On another note, when you said that the full gradient is computed anyways, does that mean that when I apply operations on a Variable (with requires_grad=True) the gradient gets computed as well ?

I meant it’s computed during backward() and then the co-ordinates you request are narrowed down. (rather than computing only the co-ordinates you desire).

about your original error message.
it is expected.

x[0, :2] is unreachable from the original graph. every time you do indexing on x you get a new Variable
with history independent of all other indexing ops.
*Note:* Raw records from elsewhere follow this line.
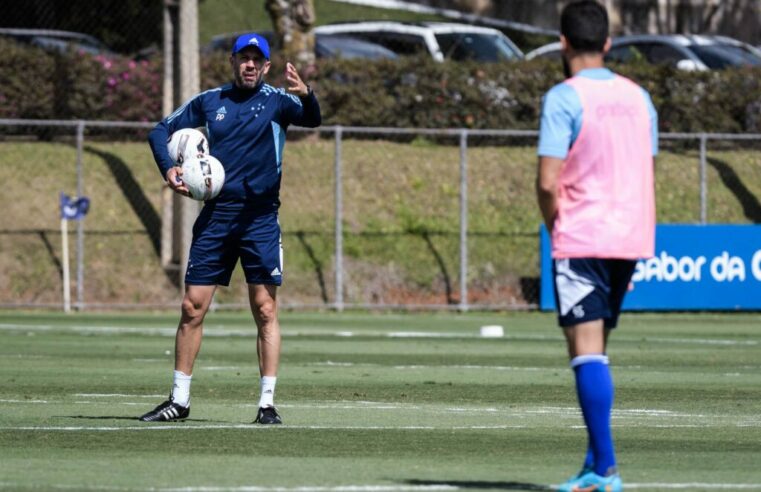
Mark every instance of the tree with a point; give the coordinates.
(293, 21)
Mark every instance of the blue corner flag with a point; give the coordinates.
(74, 209)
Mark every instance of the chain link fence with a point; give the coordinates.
(371, 217)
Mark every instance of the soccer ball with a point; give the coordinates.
(186, 143)
(203, 176)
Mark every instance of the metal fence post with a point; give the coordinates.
(339, 301)
(464, 221)
(80, 223)
(703, 180)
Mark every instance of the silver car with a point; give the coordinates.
(686, 52)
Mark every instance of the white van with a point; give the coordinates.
(441, 40)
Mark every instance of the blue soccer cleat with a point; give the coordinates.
(589, 481)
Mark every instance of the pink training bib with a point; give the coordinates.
(606, 199)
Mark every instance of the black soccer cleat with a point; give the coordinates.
(267, 415)
(169, 411)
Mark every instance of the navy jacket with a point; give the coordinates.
(246, 131)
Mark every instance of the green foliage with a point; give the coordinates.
(24, 94)
(409, 92)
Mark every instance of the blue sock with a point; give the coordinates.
(589, 459)
(594, 387)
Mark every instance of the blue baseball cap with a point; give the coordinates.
(252, 39)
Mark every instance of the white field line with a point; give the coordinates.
(376, 488)
(255, 427)
(372, 405)
(219, 331)
(116, 395)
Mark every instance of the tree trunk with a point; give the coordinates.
(293, 21)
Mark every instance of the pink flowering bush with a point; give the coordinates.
(25, 93)
(409, 92)
(112, 88)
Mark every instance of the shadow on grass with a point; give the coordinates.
(134, 194)
(301, 236)
(137, 200)
(135, 418)
(49, 248)
(442, 266)
(748, 201)
(479, 484)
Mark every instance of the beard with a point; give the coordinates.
(246, 84)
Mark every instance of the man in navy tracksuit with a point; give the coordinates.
(246, 123)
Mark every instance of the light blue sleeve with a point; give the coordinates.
(560, 121)
(653, 121)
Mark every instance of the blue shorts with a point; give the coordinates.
(588, 289)
(221, 236)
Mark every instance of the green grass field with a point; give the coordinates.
(382, 402)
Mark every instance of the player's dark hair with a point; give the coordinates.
(585, 25)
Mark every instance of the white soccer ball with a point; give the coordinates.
(186, 143)
(203, 176)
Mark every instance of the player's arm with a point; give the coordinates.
(189, 115)
(305, 112)
(547, 177)
(561, 109)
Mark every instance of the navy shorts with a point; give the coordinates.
(221, 236)
(588, 289)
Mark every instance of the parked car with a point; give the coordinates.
(685, 52)
(57, 41)
(325, 46)
(440, 40)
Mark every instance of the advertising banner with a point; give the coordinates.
(695, 267)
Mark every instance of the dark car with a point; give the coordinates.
(325, 46)
(57, 41)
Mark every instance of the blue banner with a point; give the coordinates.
(74, 209)
(708, 267)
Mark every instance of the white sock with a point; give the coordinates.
(181, 388)
(267, 398)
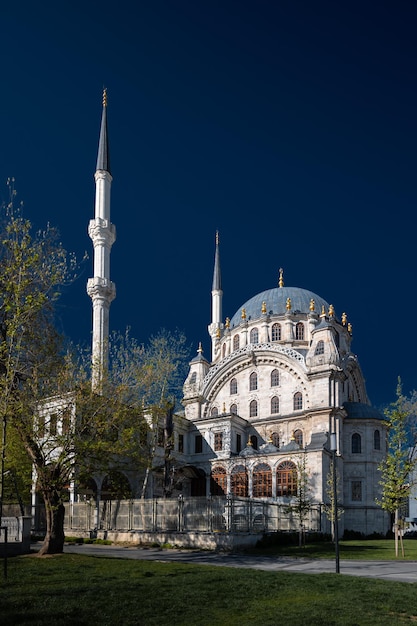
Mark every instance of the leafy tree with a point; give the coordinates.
(397, 468)
(302, 500)
(46, 398)
(333, 498)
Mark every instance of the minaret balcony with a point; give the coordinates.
(101, 289)
(102, 231)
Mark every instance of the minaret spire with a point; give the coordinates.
(216, 299)
(103, 234)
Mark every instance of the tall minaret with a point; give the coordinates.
(216, 301)
(103, 234)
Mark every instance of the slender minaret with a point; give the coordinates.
(216, 301)
(103, 234)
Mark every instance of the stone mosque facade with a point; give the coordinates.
(281, 383)
(282, 378)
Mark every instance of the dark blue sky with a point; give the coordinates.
(290, 126)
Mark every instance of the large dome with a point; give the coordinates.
(276, 300)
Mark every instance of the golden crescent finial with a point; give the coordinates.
(281, 277)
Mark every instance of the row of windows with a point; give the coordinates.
(275, 334)
(219, 441)
(286, 481)
(253, 406)
(253, 382)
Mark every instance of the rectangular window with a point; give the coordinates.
(53, 420)
(198, 444)
(161, 437)
(218, 441)
(356, 487)
(41, 426)
(66, 420)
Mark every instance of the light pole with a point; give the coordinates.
(333, 448)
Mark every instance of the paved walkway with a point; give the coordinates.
(404, 571)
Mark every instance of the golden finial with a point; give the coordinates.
(281, 277)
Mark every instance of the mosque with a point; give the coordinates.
(281, 384)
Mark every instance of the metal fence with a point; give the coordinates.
(14, 527)
(199, 514)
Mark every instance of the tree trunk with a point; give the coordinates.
(55, 515)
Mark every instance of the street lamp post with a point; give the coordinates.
(333, 448)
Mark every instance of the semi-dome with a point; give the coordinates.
(276, 303)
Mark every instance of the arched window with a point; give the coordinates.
(236, 342)
(319, 347)
(356, 443)
(298, 437)
(262, 481)
(274, 405)
(274, 378)
(254, 335)
(298, 401)
(239, 481)
(276, 332)
(275, 439)
(286, 479)
(218, 482)
(299, 331)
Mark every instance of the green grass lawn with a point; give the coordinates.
(76, 589)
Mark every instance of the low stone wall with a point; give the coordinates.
(195, 540)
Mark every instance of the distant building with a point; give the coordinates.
(281, 378)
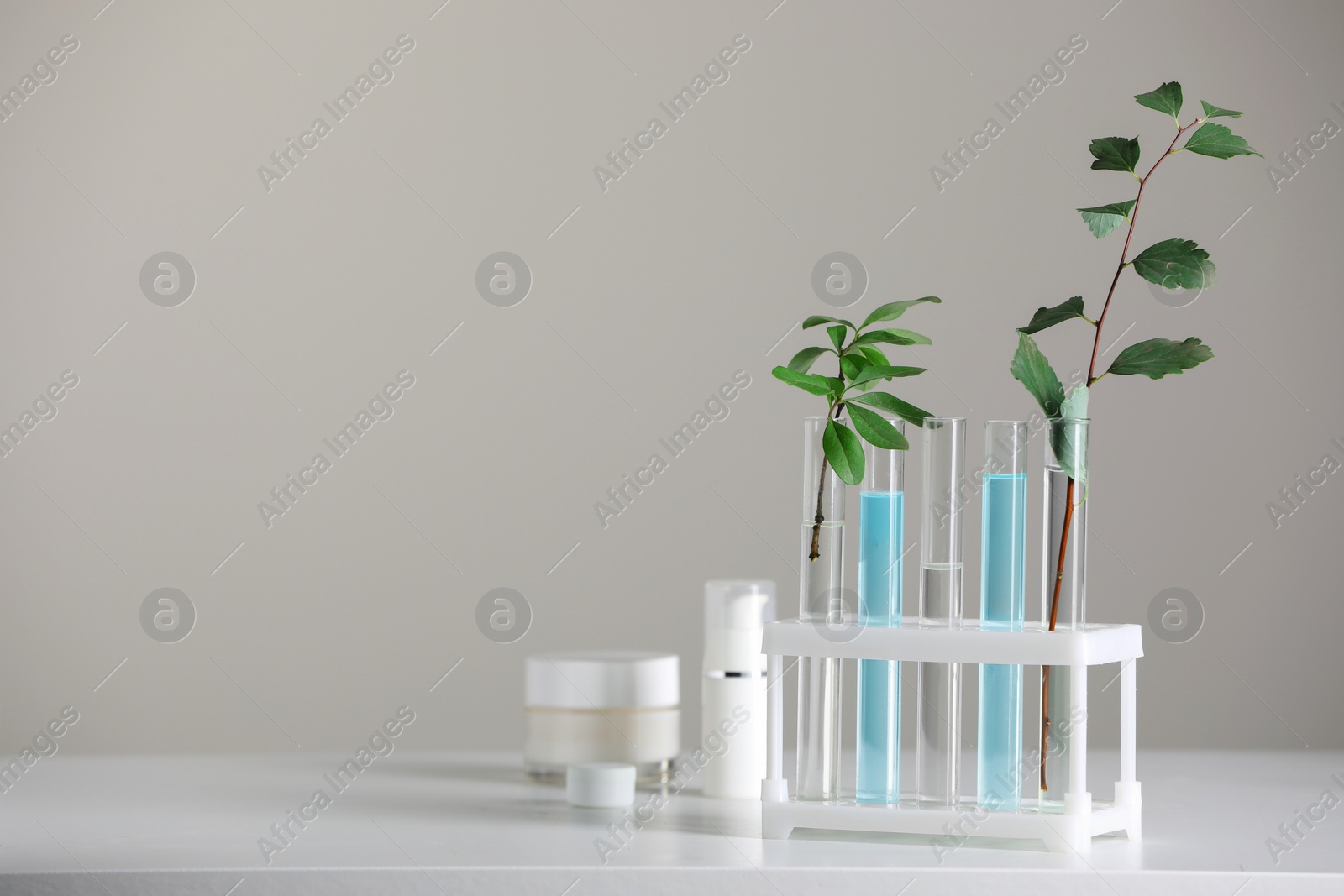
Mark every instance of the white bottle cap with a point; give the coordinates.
(734, 610)
(604, 680)
(600, 785)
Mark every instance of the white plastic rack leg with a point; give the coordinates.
(1073, 829)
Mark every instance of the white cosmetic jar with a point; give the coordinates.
(602, 705)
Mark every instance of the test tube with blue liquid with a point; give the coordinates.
(880, 546)
(1003, 605)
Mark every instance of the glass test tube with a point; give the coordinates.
(1066, 441)
(1003, 590)
(880, 546)
(820, 589)
(938, 741)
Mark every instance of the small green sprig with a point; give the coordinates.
(862, 365)
(1169, 264)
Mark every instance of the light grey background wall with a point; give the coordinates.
(315, 291)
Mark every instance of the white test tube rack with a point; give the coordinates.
(1062, 831)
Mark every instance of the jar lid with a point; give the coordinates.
(600, 785)
(604, 680)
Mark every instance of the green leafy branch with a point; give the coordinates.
(1171, 262)
(862, 367)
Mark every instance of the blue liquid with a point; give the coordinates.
(1003, 584)
(880, 543)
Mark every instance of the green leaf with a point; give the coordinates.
(893, 405)
(803, 362)
(1102, 219)
(1214, 112)
(1218, 141)
(853, 364)
(891, 311)
(844, 450)
(1034, 371)
(1176, 262)
(879, 372)
(1166, 98)
(894, 336)
(874, 355)
(877, 430)
(816, 320)
(1047, 317)
(1075, 406)
(1115, 154)
(1068, 445)
(806, 382)
(1155, 358)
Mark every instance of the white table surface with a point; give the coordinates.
(468, 824)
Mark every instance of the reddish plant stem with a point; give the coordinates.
(1068, 493)
(822, 486)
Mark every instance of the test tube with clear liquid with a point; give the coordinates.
(822, 604)
(938, 716)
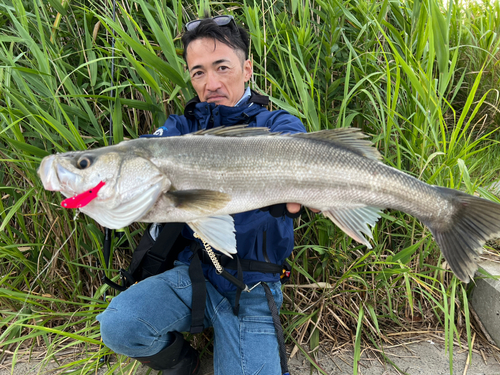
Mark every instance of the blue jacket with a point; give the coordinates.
(259, 235)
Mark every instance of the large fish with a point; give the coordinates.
(203, 178)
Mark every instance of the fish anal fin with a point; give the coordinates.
(351, 139)
(217, 231)
(355, 221)
(199, 200)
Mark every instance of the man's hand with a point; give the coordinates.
(293, 208)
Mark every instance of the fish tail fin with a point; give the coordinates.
(473, 222)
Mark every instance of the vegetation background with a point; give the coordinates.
(420, 76)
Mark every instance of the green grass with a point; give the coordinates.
(419, 77)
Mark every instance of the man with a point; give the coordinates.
(144, 322)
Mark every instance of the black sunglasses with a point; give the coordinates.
(219, 20)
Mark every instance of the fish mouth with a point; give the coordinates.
(57, 178)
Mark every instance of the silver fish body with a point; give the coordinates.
(203, 178)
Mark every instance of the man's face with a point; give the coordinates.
(218, 72)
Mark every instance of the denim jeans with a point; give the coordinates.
(137, 322)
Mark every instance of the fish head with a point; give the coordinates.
(132, 183)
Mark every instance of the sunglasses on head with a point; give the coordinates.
(219, 20)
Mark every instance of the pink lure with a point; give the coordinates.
(81, 200)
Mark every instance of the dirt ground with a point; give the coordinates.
(417, 357)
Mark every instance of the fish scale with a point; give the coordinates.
(203, 178)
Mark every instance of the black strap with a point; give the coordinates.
(277, 327)
(158, 252)
(163, 244)
(199, 295)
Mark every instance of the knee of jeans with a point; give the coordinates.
(125, 333)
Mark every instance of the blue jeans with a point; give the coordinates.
(137, 322)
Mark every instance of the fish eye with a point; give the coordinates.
(83, 162)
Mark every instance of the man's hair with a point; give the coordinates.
(231, 35)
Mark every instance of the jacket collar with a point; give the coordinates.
(255, 98)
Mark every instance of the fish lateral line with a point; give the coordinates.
(82, 199)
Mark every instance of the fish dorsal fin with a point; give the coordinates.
(351, 139)
(199, 200)
(234, 131)
(354, 221)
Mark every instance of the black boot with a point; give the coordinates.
(179, 358)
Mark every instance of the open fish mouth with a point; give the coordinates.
(57, 178)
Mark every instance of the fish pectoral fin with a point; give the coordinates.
(355, 221)
(217, 231)
(199, 200)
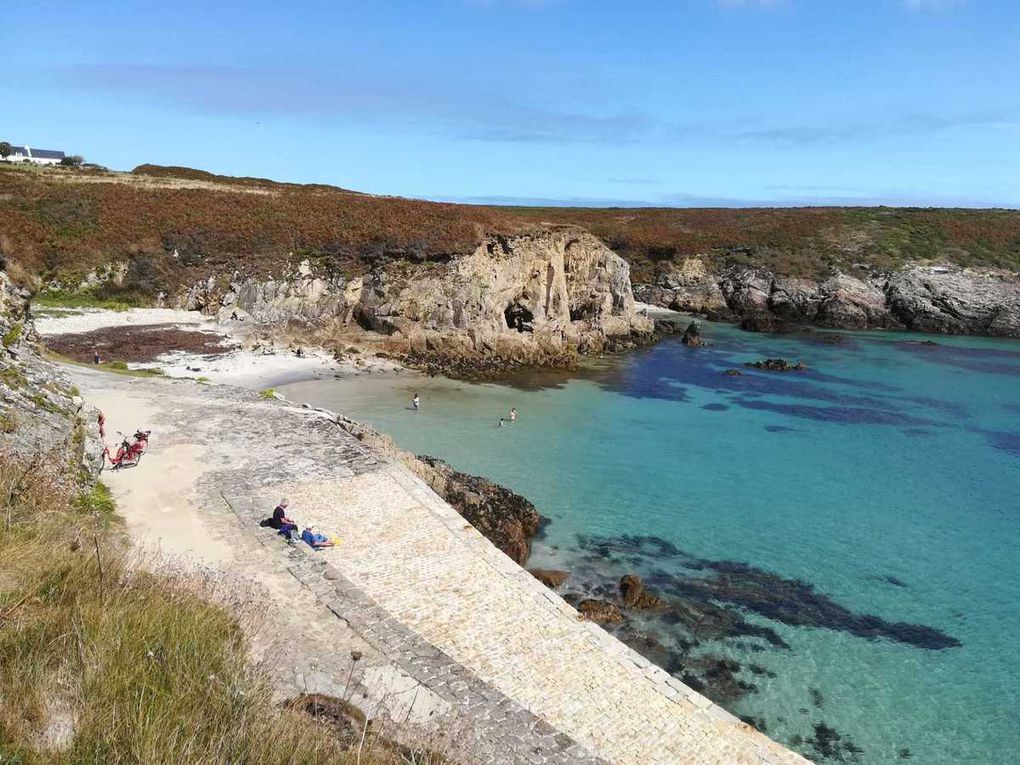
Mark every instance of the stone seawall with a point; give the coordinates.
(942, 299)
(466, 641)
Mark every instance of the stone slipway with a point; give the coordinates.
(415, 617)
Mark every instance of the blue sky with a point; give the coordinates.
(681, 102)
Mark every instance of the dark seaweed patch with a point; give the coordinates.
(1003, 440)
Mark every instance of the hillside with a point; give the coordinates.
(55, 221)
(799, 242)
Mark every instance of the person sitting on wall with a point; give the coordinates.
(285, 526)
(316, 541)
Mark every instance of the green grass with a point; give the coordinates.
(88, 299)
(116, 367)
(142, 664)
(98, 500)
(120, 367)
(12, 336)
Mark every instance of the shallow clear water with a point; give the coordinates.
(887, 477)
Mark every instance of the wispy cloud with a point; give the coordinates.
(932, 4)
(750, 3)
(395, 99)
(444, 106)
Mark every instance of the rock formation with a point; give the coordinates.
(529, 299)
(602, 612)
(39, 413)
(923, 298)
(692, 336)
(776, 365)
(551, 577)
(505, 518)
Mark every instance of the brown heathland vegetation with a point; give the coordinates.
(64, 221)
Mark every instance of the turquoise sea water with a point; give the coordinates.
(886, 477)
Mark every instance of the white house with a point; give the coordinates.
(39, 156)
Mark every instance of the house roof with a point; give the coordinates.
(46, 154)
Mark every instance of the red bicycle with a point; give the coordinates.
(129, 454)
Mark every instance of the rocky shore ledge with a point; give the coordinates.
(539, 299)
(944, 299)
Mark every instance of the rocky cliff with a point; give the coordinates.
(924, 298)
(536, 298)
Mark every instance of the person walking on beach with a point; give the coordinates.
(285, 526)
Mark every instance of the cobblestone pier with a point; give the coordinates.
(415, 616)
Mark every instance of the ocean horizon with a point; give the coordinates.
(840, 543)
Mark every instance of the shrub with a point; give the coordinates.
(142, 664)
(12, 336)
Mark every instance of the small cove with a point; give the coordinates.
(880, 482)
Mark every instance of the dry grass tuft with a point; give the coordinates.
(104, 662)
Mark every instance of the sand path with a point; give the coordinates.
(455, 641)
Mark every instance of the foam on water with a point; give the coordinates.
(886, 477)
One way to keep your use-case efficient, and make this work is:

first index x, and then compute the loss only on those two elements.

For example:

x_ = x[0, :2]
loss = 0.5*((x_ - y) **2).sum()
grad = torch.autograd.grad(loss, x_, create_graph=True)[0]

I have a similar question. I have two sets of parameters, and I would like to do something like co-ordinate descent.

x = Variable(torch.randn(10, 20), requires_grad=False) # data
u = Variable(torch.randn(10, 5), requires_grad=True) # param set 1
v = Variable(torch.randn(5, 20), requires_grad=True) # param set 2
opt_u = optim.Adagrad([u])
opt_v = optim.Adagrad([v])
for i in range(10):
opt_u.zero_grad()
loss = -torch.sum(x * (u @ v))
loss.backward() # gives me grads w.r.t u and v. I need only grads w.r.t 'u'
opt_u.step() # update only param set 1 (u), keeping set 2 fixed.
opt_v.zero_grad()
loss = -torch.sum(x * (u @ v))
loss.backward() # gives me grads w.r.t u and v. I need only grads w.r.t 'v'
opt_v.step() # update only param set 2 (v), keeping set 1 fixed.

I would like pytorch to avoid computing gradients w.r.t some leafs.
Is it possible? If yes, will it provide any speed improvements?